2. Stop the program at a predetermined point. In the code window, move the cursor to the lne where you want the program to stop, right click, and select Breakpoint \ Add Breakpoint. An large dot will appear in the margin. When the program is run, it will stop immediately before executing this line. At that point you can examine the variables (see above), make changes and continue, or terminate the program. Conditional breakpoints can also be used – they enable you to stop the program at a predetermined point, but only if a certain condition is met. To explore some of the conditional options for breakpoints, right-click on the large dot that appears in the margin when a breakpoint is created.
3. Continue the program. You can execute the line that the program is currently stopped at with Debug / Step Into. The line will be executed and the program will stop before executing the next line. Debug \ Step Over is similar, except that it will skip subroutines and functions. Debug \ Continue will continue the program until the next breakpoint or error. If the program is stopped at an error, the above commands will re-try the line that errored, unless the current line has been set to a different line (see next).
Or, right click on a different line and select Set Next Statement. This will set the selected line as the next statement to be executed. You can then execute the statement with Debug \ Step Over, Debug \ Step Into or Debug \ Continue. Set Next Statement, followed by step into or continue, can be very useful when you have made changes to variables, but you need to re-do some calculation that occurred prior to the current line. You can also use it when you have an error, but the program can continue if you simply exit the current routine – simply set the next statement to the End statement of the routine.
Or, stop the program with Debug \ Stop Debugging.
Note that program execution cannot restart at a line that is not part of the current scope. Roughly, this means that the line must be within the current routine, and must not be inside a lower-nested routine. You can set next statement to and End Sub to terminate a sub immediately on restart.
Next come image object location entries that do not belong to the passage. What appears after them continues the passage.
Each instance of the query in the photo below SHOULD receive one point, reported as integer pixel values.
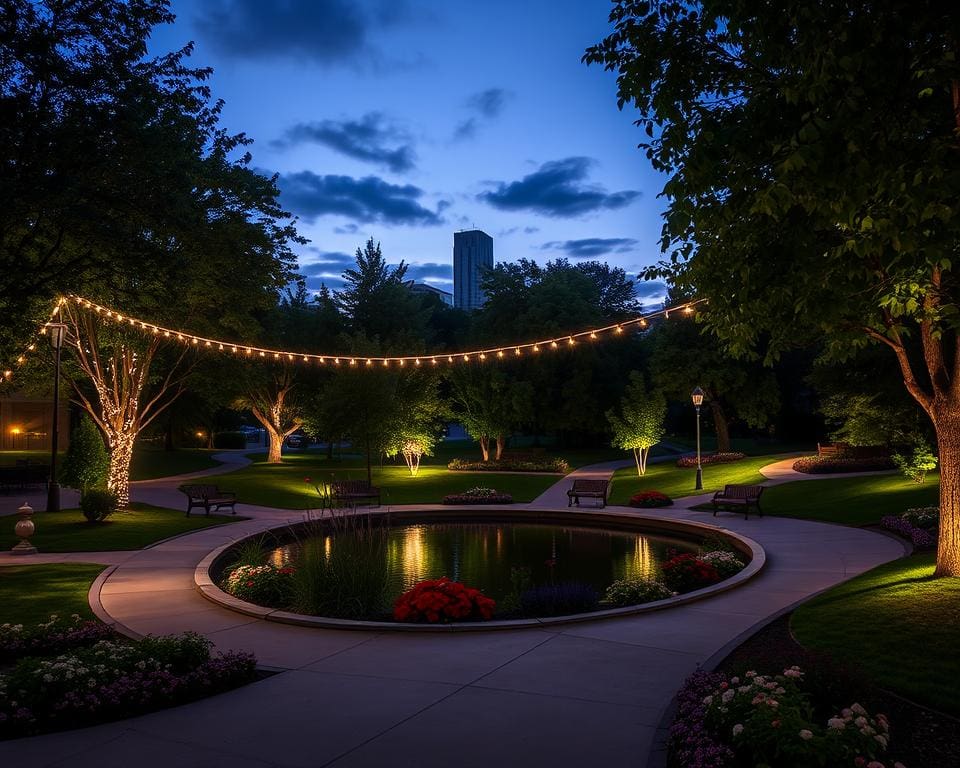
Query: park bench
(209, 497)
(832, 450)
(351, 491)
(733, 497)
(588, 489)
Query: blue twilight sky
(406, 121)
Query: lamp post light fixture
(697, 397)
(57, 332)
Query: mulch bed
(920, 736)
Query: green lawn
(850, 500)
(283, 485)
(675, 482)
(898, 624)
(29, 594)
(68, 530)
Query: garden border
(209, 590)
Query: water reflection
(484, 554)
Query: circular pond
(505, 559)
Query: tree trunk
(118, 476)
(721, 426)
(947, 423)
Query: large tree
(813, 154)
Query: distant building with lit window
(472, 255)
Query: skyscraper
(472, 253)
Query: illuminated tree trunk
(118, 367)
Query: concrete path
(585, 694)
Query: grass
(282, 485)
(850, 500)
(29, 594)
(141, 525)
(675, 482)
(897, 624)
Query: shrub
(87, 461)
(443, 600)
(648, 499)
(918, 463)
(261, 584)
(56, 635)
(97, 504)
(690, 462)
(825, 465)
(768, 720)
(478, 496)
(635, 591)
(726, 563)
(687, 572)
(530, 464)
(559, 599)
(229, 440)
(114, 679)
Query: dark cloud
(325, 32)
(372, 139)
(433, 271)
(557, 189)
(489, 103)
(370, 199)
(591, 247)
(650, 289)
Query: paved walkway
(584, 694)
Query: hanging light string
(253, 352)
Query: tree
(638, 426)
(87, 461)
(812, 155)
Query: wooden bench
(209, 497)
(733, 497)
(351, 491)
(588, 489)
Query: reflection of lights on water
(640, 563)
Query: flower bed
(57, 635)
(769, 720)
(650, 499)
(442, 600)
(690, 462)
(478, 496)
(545, 464)
(825, 465)
(114, 679)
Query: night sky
(406, 121)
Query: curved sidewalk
(582, 694)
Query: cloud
(432, 271)
(370, 199)
(488, 105)
(367, 139)
(326, 32)
(591, 247)
(557, 189)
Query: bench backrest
(200, 491)
(742, 491)
(351, 486)
(590, 486)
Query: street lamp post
(57, 333)
(697, 397)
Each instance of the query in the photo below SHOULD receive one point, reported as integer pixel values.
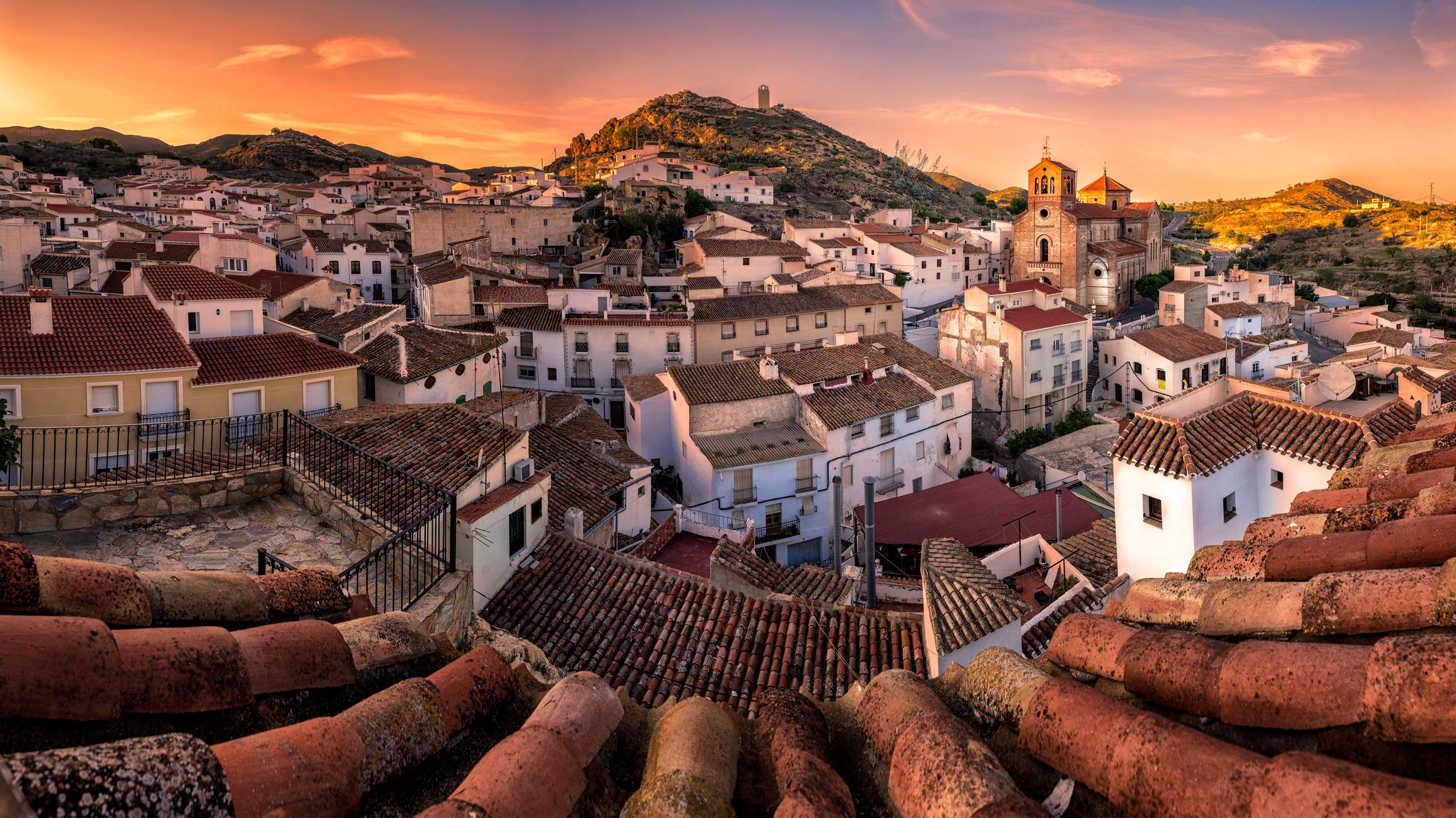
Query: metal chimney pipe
(836, 521)
(1059, 516)
(870, 541)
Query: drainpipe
(870, 541)
(836, 510)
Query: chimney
(573, 521)
(767, 369)
(43, 321)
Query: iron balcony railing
(890, 482)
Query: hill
(288, 156)
(817, 171)
(1311, 204)
(130, 142)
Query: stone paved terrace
(213, 539)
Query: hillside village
(688, 427)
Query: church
(1092, 242)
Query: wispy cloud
(1263, 139)
(162, 115)
(359, 49)
(261, 54)
(1435, 31)
(1301, 57)
(1071, 78)
(966, 111)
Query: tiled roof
(276, 354)
(845, 405)
(171, 252)
(660, 633)
(1204, 441)
(748, 446)
(1179, 342)
(812, 300)
(1033, 318)
(535, 319)
(337, 325)
(643, 386)
(199, 284)
(1232, 311)
(439, 443)
(91, 335)
(804, 581)
(730, 248)
(827, 363)
(724, 382)
(963, 599)
(57, 264)
(412, 351)
(1382, 335)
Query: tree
(1149, 284)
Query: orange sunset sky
(1180, 100)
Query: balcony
(163, 424)
(890, 482)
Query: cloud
(162, 115)
(1435, 31)
(349, 50)
(261, 54)
(1263, 139)
(915, 18)
(979, 112)
(1301, 57)
(1073, 78)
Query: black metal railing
(890, 482)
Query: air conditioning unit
(523, 469)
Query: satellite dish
(1337, 382)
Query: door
(317, 396)
(162, 398)
(241, 322)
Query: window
(1153, 511)
(104, 398)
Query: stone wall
(31, 513)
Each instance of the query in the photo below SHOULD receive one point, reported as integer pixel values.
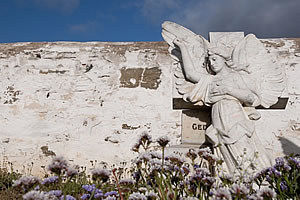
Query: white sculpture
(232, 82)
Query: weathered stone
(194, 124)
(75, 111)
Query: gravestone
(232, 74)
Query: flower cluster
(92, 192)
(192, 175)
(50, 180)
(100, 175)
(26, 182)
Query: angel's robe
(231, 130)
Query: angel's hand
(179, 42)
(216, 89)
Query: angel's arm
(188, 66)
(244, 95)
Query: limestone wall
(90, 101)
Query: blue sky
(140, 20)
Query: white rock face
(90, 101)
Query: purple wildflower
(110, 198)
(56, 193)
(67, 197)
(89, 188)
(239, 190)
(266, 193)
(38, 195)
(202, 171)
(111, 193)
(71, 172)
(279, 162)
(286, 167)
(155, 155)
(85, 196)
(185, 170)
(26, 182)
(127, 182)
(137, 196)
(175, 159)
(191, 154)
(283, 186)
(58, 164)
(208, 181)
(152, 196)
(101, 174)
(49, 180)
(98, 194)
(222, 193)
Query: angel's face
(216, 63)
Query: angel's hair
(220, 52)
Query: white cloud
(266, 18)
(62, 5)
(83, 28)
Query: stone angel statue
(232, 82)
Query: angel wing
(197, 47)
(250, 52)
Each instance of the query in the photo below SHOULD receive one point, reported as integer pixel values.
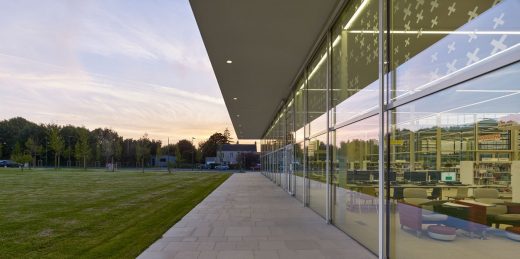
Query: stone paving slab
(250, 217)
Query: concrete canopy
(268, 42)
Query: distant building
(162, 161)
(211, 160)
(228, 154)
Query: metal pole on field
(192, 155)
(168, 155)
(70, 150)
(46, 152)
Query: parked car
(9, 163)
(222, 167)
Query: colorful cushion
(515, 230)
(508, 217)
(443, 233)
(513, 233)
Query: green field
(93, 214)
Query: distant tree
(19, 156)
(248, 160)
(33, 148)
(56, 144)
(82, 148)
(227, 135)
(209, 147)
(186, 150)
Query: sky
(133, 66)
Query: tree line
(51, 145)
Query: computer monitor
(448, 176)
(415, 176)
(434, 176)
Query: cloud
(109, 64)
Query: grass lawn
(93, 214)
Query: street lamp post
(69, 163)
(46, 152)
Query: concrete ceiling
(268, 41)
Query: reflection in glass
(355, 61)
(355, 181)
(316, 165)
(430, 42)
(454, 171)
(300, 112)
(317, 92)
(298, 170)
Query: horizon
(131, 67)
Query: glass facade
(408, 139)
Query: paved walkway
(250, 217)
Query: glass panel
(290, 122)
(298, 170)
(431, 41)
(455, 170)
(316, 162)
(355, 61)
(355, 181)
(317, 92)
(299, 103)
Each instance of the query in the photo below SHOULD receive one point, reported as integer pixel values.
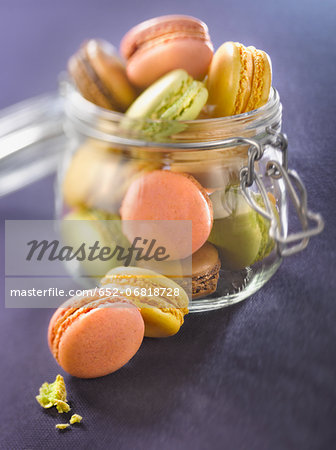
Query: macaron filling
(112, 100)
(152, 32)
(257, 79)
(244, 88)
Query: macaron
(98, 176)
(157, 46)
(239, 232)
(174, 97)
(205, 271)
(162, 302)
(86, 226)
(155, 200)
(239, 79)
(94, 335)
(100, 75)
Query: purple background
(258, 375)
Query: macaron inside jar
(172, 208)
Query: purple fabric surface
(258, 375)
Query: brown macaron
(100, 75)
(205, 271)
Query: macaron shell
(224, 78)
(84, 79)
(161, 323)
(83, 173)
(110, 70)
(261, 80)
(164, 195)
(101, 341)
(152, 62)
(159, 45)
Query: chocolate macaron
(205, 271)
(100, 75)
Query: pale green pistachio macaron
(174, 97)
(240, 233)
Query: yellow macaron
(162, 302)
(239, 79)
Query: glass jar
(240, 162)
(238, 165)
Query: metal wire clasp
(294, 242)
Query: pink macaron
(93, 335)
(156, 199)
(157, 46)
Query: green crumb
(75, 418)
(54, 394)
(62, 426)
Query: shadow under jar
(240, 161)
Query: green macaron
(86, 226)
(239, 232)
(174, 97)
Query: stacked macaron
(167, 73)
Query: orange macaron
(94, 335)
(161, 196)
(160, 45)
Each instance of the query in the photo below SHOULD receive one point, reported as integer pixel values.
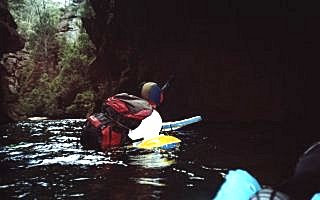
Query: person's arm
(149, 127)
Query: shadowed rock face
(230, 62)
(10, 42)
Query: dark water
(44, 160)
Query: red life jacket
(110, 128)
(127, 110)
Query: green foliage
(55, 78)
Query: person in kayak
(303, 185)
(124, 118)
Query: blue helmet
(239, 185)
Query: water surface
(44, 160)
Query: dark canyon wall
(231, 61)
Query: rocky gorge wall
(10, 41)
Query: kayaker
(303, 185)
(124, 118)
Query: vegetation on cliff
(54, 81)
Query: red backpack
(110, 127)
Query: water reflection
(44, 160)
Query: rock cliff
(10, 41)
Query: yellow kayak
(161, 141)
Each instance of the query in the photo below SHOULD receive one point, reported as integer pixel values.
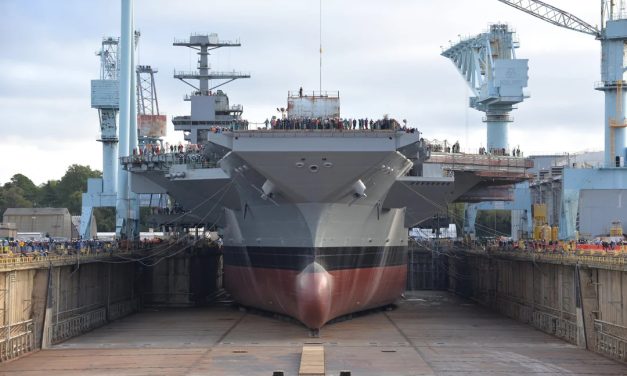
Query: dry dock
(430, 333)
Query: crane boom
(553, 15)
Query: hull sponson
(315, 296)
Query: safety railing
(611, 339)
(480, 160)
(165, 161)
(16, 340)
(44, 261)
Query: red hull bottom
(315, 297)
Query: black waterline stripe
(331, 258)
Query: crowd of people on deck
(553, 246)
(157, 149)
(49, 246)
(336, 124)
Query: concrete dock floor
(430, 333)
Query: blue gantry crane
(496, 77)
(613, 37)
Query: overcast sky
(383, 57)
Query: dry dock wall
(579, 303)
(48, 301)
(42, 306)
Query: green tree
(105, 219)
(48, 195)
(73, 184)
(29, 189)
(13, 197)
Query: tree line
(21, 192)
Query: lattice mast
(209, 108)
(151, 124)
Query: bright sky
(383, 57)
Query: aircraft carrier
(310, 227)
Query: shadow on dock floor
(430, 333)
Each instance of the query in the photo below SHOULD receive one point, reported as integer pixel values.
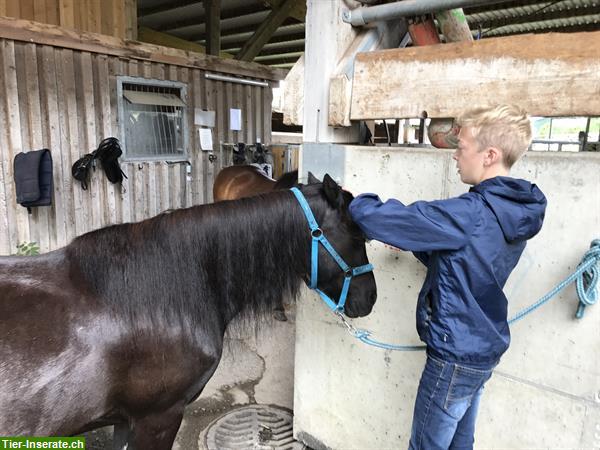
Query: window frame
(125, 79)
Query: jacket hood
(518, 205)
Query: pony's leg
(121, 436)
(157, 431)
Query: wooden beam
(131, 28)
(298, 12)
(224, 14)
(548, 74)
(151, 36)
(174, 4)
(265, 31)
(39, 33)
(212, 10)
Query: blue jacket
(470, 244)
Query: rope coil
(586, 276)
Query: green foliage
(28, 249)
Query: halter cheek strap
(319, 238)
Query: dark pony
(125, 325)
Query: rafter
(266, 30)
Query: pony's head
(348, 241)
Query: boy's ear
(312, 179)
(333, 192)
(493, 156)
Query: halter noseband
(319, 237)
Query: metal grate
(253, 427)
(154, 120)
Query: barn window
(152, 114)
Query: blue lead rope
(587, 277)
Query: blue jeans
(446, 406)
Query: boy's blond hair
(506, 127)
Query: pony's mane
(231, 256)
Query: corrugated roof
(241, 18)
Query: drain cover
(253, 427)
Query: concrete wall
(545, 392)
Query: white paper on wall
(205, 139)
(204, 118)
(235, 119)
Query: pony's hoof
(279, 315)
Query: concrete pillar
(328, 39)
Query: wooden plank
(130, 31)
(8, 225)
(38, 220)
(138, 191)
(267, 114)
(104, 93)
(197, 100)
(444, 80)
(257, 114)
(153, 191)
(151, 36)
(249, 119)
(27, 9)
(210, 90)
(107, 20)
(13, 8)
(57, 225)
(17, 215)
(65, 93)
(187, 180)
(22, 30)
(212, 13)
(118, 8)
(83, 203)
(52, 12)
(146, 192)
(39, 10)
(265, 31)
(66, 13)
(67, 215)
(4, 228)
(94, 15)
(88, 119)
(298, 12)
(163, 177)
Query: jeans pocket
(464, 384)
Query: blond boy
(470, 244)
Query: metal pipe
(212, 76)
(407, 8)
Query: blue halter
(319, 237)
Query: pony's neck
(262, 246)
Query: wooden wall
(65, 100)
(111, 17)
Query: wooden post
(266, 30)
(212, 10)
(328, 39)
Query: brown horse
(247, 180)
(241, 181)
(125, 325)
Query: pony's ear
(312, 179)
(333, 192)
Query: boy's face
(469, 159)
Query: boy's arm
(418, 227)
(423, 257)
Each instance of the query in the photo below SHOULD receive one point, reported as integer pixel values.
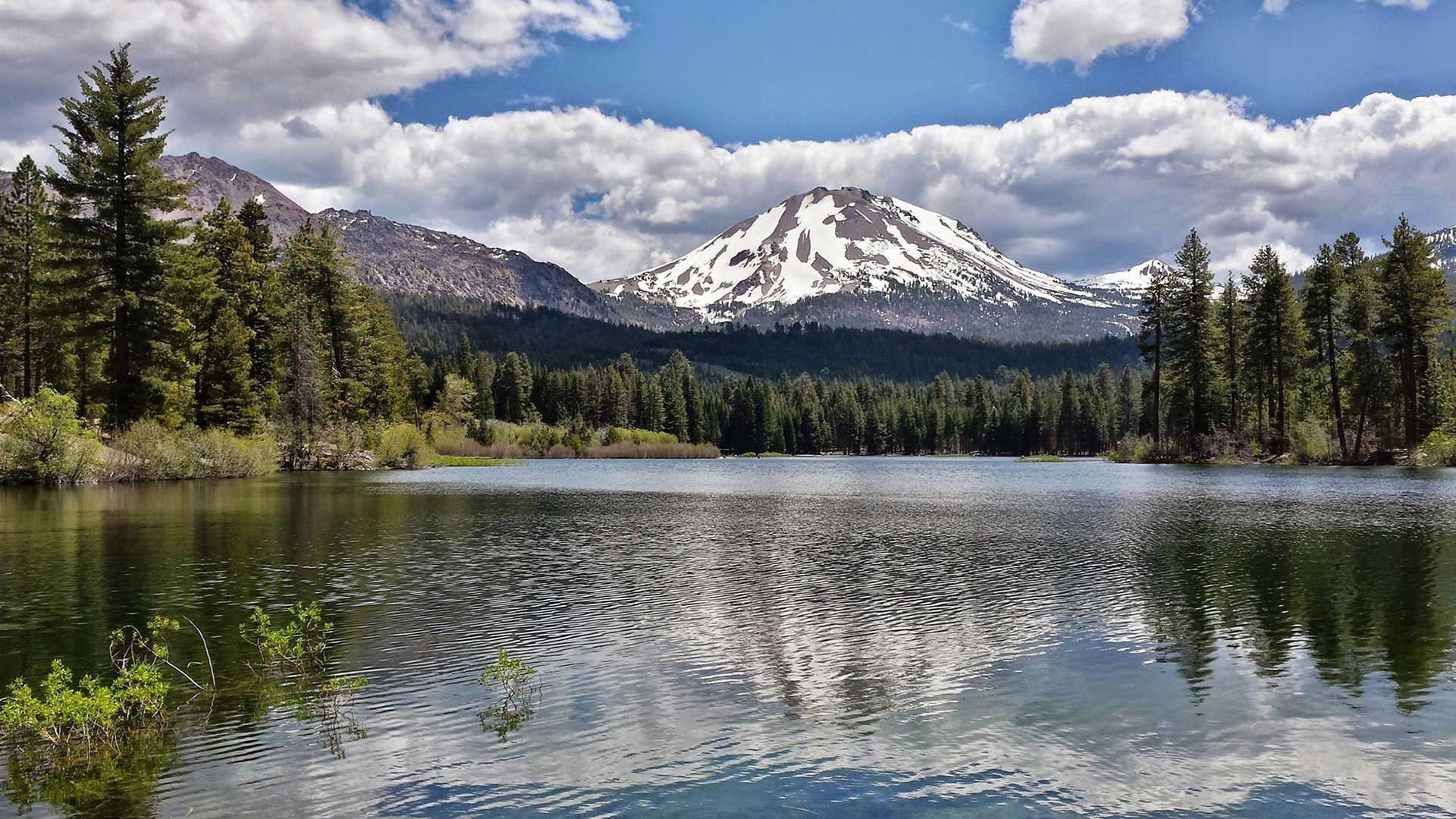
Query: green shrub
(1312, 444)
(93, 711)
(619, 435)
(1133, 449)
(72, 716)
(152, 453)
(223, 455)
(302, 642)
(402, 447)
(660, 450)
(1439, 447)
(519, 692)
(44, 442)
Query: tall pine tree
(1414, 308)
(112, 241)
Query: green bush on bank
(1312, 444)
(147, 450)
(1133, 449)
(1439, 447)
(42, 441)
(403, 447)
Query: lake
(780, 637)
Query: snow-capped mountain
(848, 257)
(1130, 281)
(215, 180)
(1445, 243)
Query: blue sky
(1079, 136)
(758, 71)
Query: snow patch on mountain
(1130, 281)
(843, 241)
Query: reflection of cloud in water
(868, 637)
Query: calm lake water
(789, 637)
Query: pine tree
(303, 413)
(514, 390)
(25, 254)
(1150, 340)
(1234, 324)
(1190, 337)
(1366, 368)
(259, 235)
(251, 287)
(1414, 308)
(224, 392)
(111, 240)
(1128, 403)
(1276, 338)
(1323, 297)
(1068, 417)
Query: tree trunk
(1334, 385)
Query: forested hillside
(433, 325)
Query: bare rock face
(394, 257)
(419, 261)
(851, 259)
(1445, 243)
(215, 181)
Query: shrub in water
(519, 692)
(74, 716)
(44, 442)
(302, 642)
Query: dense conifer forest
(128, 327)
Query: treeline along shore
(137, 347)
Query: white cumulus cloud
(1094, 186)
(1081, 31)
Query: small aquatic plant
(519, 692)
(76, 714)
(300, 643)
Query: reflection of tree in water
(107, 780)
(1360, 605)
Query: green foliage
(519, 691)
(150, 452)
(1439, 447)
(403, 447)
(27, 254)
(114, 246)
(1312, 444)
(433, 325)
(44, 442)
(618, 435)
(468, 461)
(300, 643)
(91, 711)
(1134, 449)
(98, 780)
(72, 716)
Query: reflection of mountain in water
(948, 632)
(1376, 604)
4. Change program code or variable values. You can make changes to code, and you can change the values of variables before re-starting program execution.
You can make code changes to any part of the program, in the same way that you edit the program when it is not running. However, some changes will be flagged as not available while debugging. This includes things like declaring some types of obects, adding new routines and changing event handlers. You will be warned that your edit is not compatible with debug mode and given the opportunity to undo the edit or terminate the program.
Note: Some syntax errors are flagged as a change that requires the program to be terminated. Check your code carefully before terminating, because often the program can be continued if you simply fix the error.